いずれにせよ、来年私たちは国際社会から痛烈な「批判」と「哀れみ」を受けることは必定である。同時に日本の威信に対する想いは大いに傷つくことは確実である。
一説によれば、「予算」の問題であると評されている。世界第二位の経済大国が、国連拠出金、 ODA でもトップランナーであるこの日本が、海洋法を制定し、「海に向かって進路」をとるべき海洋国家日本の恥ずべき真実がここにある。
平成19年11月14日「しらせ」は文字通り、最後の航海に出る。49次南極観測は「しらせ」にとって最後の任務となる。きっと私たちの期待に応え、大きな成果と限りない勇気をもたらしてくれるであろう。
平成20年春、「しらせ」は帰国する。就役後、「しらせ」に帰る港はあるのだろうか。後継艦不在が国民の失望なら「しらせ」の未来は失意そのものの可能性がある。解体され、スクラップとなるのだろうか。未だに展望は闇の中なのである。
日本の政治や行政はこの程度のものなのか?日本人の心はここまで枯れ果てているのだろうか?

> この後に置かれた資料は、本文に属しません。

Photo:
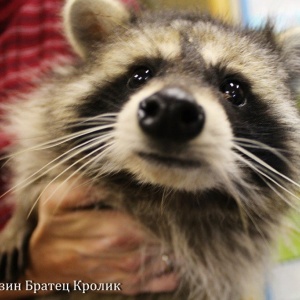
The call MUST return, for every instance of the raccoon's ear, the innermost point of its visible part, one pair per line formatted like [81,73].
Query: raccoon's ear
[290,44]
[90,21]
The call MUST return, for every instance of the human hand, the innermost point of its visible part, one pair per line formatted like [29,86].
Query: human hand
[95,246]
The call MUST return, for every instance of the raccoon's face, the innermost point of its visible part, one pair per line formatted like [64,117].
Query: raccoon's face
[182,101]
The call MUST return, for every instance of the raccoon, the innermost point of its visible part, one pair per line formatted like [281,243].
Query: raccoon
[190,123]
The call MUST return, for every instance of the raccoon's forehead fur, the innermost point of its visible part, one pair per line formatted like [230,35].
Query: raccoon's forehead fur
[212,184]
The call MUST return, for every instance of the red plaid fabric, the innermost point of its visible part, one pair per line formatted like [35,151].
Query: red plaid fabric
[31,41]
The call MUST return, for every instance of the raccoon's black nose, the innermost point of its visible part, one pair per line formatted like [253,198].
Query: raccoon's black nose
[171,114]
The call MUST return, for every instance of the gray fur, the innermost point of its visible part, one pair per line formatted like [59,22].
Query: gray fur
[217,219]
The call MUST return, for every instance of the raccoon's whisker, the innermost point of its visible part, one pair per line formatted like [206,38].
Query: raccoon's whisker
[70,137]
[65,171]
[265,176]
[56,142]
[262,163]
[37,175]
[252,143]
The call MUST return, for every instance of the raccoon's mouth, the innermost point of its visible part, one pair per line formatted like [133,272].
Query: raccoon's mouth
[170,161]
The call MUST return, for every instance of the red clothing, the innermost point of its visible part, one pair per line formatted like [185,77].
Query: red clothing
[31,40]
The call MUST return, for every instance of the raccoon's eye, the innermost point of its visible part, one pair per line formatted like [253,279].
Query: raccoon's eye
[139,76]
[234,92]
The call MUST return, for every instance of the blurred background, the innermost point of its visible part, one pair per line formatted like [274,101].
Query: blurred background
[283,280]
[286,13]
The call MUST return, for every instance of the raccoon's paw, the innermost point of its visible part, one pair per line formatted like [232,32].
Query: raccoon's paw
[13,256]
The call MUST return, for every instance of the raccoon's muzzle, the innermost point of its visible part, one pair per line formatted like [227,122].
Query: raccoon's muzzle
[171,115]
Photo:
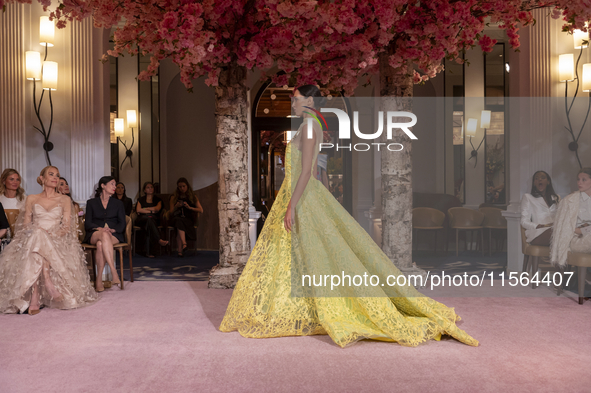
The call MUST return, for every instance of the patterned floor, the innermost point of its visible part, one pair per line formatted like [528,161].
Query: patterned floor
[192,267]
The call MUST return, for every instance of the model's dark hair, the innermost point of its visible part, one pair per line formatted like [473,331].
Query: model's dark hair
[103,180]
[550,196]
[145,185]
[314,92]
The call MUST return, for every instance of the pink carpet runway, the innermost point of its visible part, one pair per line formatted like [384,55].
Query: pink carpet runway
[163,337]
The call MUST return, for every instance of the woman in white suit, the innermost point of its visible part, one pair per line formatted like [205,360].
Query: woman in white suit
[538,210]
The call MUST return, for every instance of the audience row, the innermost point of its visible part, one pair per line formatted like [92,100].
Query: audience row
[182,215]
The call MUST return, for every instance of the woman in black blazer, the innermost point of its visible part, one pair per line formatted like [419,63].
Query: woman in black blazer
[105,224]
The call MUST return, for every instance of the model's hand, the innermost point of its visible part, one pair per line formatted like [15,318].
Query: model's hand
[288,219]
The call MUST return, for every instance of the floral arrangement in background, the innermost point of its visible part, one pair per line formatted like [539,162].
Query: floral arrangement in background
[330,43]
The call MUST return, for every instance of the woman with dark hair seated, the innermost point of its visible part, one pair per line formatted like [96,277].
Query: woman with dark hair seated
[105,224]
[148,208]
[184,207]
[122,196]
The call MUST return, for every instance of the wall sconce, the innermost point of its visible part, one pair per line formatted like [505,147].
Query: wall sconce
[471,126]
[46,72]
[568,71]
[119,129]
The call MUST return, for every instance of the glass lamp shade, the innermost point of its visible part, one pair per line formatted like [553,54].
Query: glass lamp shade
[471,127]
[586,85]
[33,65]
[566,67]
[119,126]
[46,31]
[485,119]
[131,118]
[49,75]
[579,37]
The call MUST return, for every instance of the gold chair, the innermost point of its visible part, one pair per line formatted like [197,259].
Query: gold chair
[427,219]
[493,220]
[120,247]
[11,216]
[136,229]
[582,261]
[464,219]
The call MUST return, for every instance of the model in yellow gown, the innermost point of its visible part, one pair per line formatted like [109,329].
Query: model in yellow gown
[327,240]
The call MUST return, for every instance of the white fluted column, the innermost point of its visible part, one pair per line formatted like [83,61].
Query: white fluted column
[530,136]
[12,80]
[89,137]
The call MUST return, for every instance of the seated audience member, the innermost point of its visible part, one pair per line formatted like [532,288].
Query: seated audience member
[12,195]
[572,230]
[538,210]
[127,202]
[184,207]
[44,264]
[148,208]
[64,188]
[105,224]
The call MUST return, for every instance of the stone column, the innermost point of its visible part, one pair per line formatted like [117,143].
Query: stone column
[90,150]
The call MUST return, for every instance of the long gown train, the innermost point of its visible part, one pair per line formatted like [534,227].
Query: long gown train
[327,240]
[37,246]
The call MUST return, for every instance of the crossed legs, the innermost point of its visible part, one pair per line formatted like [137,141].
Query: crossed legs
[35,303]
[104,253]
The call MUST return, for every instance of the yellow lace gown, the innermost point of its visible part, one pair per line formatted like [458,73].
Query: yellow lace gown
[328,241]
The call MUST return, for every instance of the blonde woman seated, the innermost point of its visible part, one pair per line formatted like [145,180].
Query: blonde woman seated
[44,264]
[538,210]
[572,230]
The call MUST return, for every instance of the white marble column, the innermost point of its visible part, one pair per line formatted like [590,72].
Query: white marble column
[89,135]
[13,83]
[530,129]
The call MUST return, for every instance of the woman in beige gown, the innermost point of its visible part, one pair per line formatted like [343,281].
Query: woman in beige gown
[44,264]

今、私たちは「しらせ」の活用を真剣に議論すべきである。子どもたちのためにも、未来のためにも「しらせ」の果たしてきた栄光の歴史を語り継ぐためにも騒然たる議論をすべきなのである。 そして、「しらせ」の後継艦の建造にも拍車をかけ、少なくとも外国の砕氷艦をレンタルするような愚行を回避しなければならない。日本人の夢を破壊するような愚挙は断じてしてはならないのである。
「そうや」と「ふじ」は一般公開され、南極観測の意義と存在を今に伝えている。歴史の伝承者として、その責務を果たし、多くの人々に愛され続けている。
「しらせ」はどうなるのであろうか? 「しらせ」は艦の保持する機能を後世に伝えなければならない責務がある。
世界に冠たる造船技術、生態系や海洋のエネルギーの可能性や解析能力。環境破壊とその抑止。学術機能と人材育成の機関として活用していくのがベストである。